The DOD High-Performance Computing Challenge is sponsoring two relevant projects: a high-resolution coupled atmosphere-ocean-ice model, the Coupled Environmental Model Prediction (CEMP) system; and a 1/32-degree global ocean nowcast/forecast model. The Distributed Ocean Data System (DODS) is another NOPP-sponsored effort to facilitate data access by providing a transparent interface to recognize and process data in various formats. The DODS plug-and-play feature simplifies access via the Internet. DODS software is free. Data and model output fields are available from the Global Ocean Data Assimilation Experiment (GODAE) server at the Fleet Numerical Meteorological and Oceanographic Center. Further information on research programs is also available at the Office of Naval Research, the U.S. Army Cold Regions Research and Engineering Lab, and the NOPP web sites.
Global Water Cycle
WindSat was
launched 6 January 2003, on the Space
Test Program Coriolis Mission to
demonstrate multiple naval remote-sensing requirements, including measuring
ocean wind speed and direction. WindSat will illustrate the viability of
using polarimetry to measure wind speed and direction from space and provide
operationally usable tactical information directly to Navy units and other
military and national users. The payload provides risk reduction data and
developmental technology that the National
Polar-Orbiting Operational Environmental Satellite System program office will use in the development of the Conical
Microwave Imager Sounder (CMIS).
Ecosystems
DOD science and technology investments include physical, chemical, biological, optical modeling, and prediction for the marine environment. In addition, several research efforts are coordinated under the NOPP umbrella. For example, the Ocean
Biological Information System is a public-private partnership and a new component of the Global
Biodiversity Information Facility. Navy is directly investing in the development of new, in-water instruments capable of measuring biological and chemical properties of the sea associated with the fine structure of biological and chemical dynamics via the Thin
Layers (Critical Scales) program. The Strategic
Environmental Research and Development Program is supporting related research to develop long-lived miniaturized sensors to measure terrestrial and marine ecosystem parameters.

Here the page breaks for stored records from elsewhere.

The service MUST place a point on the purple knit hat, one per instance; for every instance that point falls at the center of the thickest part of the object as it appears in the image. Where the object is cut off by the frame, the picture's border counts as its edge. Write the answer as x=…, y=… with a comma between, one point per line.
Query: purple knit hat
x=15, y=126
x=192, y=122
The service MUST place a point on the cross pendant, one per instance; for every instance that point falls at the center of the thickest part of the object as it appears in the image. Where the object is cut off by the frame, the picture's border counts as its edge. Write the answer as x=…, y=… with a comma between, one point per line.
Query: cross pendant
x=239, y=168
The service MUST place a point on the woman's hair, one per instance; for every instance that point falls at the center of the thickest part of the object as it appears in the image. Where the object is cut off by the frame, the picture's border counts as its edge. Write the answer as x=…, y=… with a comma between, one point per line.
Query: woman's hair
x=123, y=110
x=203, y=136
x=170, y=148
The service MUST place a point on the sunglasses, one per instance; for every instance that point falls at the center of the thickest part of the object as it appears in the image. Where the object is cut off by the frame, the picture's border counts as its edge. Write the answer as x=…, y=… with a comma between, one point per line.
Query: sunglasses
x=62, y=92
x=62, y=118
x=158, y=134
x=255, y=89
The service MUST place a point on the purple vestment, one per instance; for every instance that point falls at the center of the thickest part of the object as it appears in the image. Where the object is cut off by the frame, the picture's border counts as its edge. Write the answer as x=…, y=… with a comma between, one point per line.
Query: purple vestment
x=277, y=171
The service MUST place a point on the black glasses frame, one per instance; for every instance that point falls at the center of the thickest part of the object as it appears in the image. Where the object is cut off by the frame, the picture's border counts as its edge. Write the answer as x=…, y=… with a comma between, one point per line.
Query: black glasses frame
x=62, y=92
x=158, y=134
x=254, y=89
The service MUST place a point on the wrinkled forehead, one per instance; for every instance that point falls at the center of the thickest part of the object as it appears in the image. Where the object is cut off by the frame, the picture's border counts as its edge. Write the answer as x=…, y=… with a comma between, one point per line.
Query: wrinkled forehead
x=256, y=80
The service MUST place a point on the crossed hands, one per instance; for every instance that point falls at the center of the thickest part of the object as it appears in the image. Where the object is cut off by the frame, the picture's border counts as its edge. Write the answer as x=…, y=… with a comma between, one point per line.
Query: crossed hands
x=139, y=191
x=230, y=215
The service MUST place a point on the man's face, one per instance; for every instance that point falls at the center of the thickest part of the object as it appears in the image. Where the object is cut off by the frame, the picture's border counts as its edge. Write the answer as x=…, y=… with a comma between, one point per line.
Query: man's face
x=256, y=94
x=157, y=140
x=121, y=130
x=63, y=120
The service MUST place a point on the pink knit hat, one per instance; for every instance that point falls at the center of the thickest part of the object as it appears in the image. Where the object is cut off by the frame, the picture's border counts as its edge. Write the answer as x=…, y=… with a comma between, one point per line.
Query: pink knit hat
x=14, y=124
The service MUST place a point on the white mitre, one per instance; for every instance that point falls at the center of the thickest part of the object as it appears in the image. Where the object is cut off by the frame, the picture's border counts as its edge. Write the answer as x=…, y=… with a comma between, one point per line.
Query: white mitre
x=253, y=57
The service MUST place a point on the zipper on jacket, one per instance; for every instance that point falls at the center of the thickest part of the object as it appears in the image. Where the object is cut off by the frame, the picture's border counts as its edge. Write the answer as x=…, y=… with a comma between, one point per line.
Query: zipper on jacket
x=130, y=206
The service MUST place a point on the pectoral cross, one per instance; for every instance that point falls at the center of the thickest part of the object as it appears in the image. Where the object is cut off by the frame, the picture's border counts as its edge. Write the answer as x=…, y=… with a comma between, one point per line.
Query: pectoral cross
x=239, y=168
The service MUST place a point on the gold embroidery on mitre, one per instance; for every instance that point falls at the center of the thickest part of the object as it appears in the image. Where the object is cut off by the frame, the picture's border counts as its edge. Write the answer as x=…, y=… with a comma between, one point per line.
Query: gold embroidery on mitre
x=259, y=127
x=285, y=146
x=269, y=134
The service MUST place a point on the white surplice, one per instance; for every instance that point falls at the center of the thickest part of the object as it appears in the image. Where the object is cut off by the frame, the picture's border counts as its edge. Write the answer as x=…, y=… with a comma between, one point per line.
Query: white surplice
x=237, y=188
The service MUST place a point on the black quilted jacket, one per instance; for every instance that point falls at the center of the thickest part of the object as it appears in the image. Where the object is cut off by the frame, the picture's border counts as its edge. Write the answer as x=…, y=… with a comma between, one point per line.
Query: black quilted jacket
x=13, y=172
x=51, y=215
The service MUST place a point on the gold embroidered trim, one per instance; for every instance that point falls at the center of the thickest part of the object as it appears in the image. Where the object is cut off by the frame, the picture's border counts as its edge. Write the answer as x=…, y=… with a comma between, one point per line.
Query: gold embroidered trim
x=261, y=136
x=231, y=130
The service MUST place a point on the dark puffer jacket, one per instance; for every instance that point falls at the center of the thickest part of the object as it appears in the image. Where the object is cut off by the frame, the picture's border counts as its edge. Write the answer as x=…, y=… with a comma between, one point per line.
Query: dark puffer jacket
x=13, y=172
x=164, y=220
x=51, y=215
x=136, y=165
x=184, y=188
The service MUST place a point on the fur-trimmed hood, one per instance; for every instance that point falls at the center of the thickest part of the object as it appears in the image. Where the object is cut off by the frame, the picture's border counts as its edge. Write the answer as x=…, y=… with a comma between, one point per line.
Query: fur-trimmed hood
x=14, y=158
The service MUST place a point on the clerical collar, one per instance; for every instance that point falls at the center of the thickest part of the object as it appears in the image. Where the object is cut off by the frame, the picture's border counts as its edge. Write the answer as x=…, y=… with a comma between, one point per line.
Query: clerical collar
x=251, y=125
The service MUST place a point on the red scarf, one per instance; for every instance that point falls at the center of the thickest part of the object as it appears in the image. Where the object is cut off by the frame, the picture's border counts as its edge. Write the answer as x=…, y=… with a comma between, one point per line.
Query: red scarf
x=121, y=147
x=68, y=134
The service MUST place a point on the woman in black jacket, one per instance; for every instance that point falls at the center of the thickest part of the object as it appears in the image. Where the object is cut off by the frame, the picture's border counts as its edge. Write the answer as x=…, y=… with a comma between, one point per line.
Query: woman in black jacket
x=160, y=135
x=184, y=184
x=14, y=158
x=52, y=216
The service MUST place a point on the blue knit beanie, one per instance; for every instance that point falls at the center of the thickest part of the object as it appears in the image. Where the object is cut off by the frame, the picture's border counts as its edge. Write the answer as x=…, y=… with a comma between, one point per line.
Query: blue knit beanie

Related Research and Infrastructure
Other DOD-sponsored research and supporting infrastructure, not described above, also contribute to observing, understanding, and predicting environmental processes related to global change. Associated research programs include theoretical studies and observations of solar phenomena, monitoring and modeling of unique features in the middle and upper atmosphere, terrestrial and marine environmental quality research, and energy conservation measures. DOD’s continued investment in environmental infrastructure—such as the Oceanographic Research Vessel Fleet, the Cold
Regions Research and Engineering Laboratory, and the various services’ operational oceanographic and meteorological computational centers—will continue to provide data and services useful to the CCSP.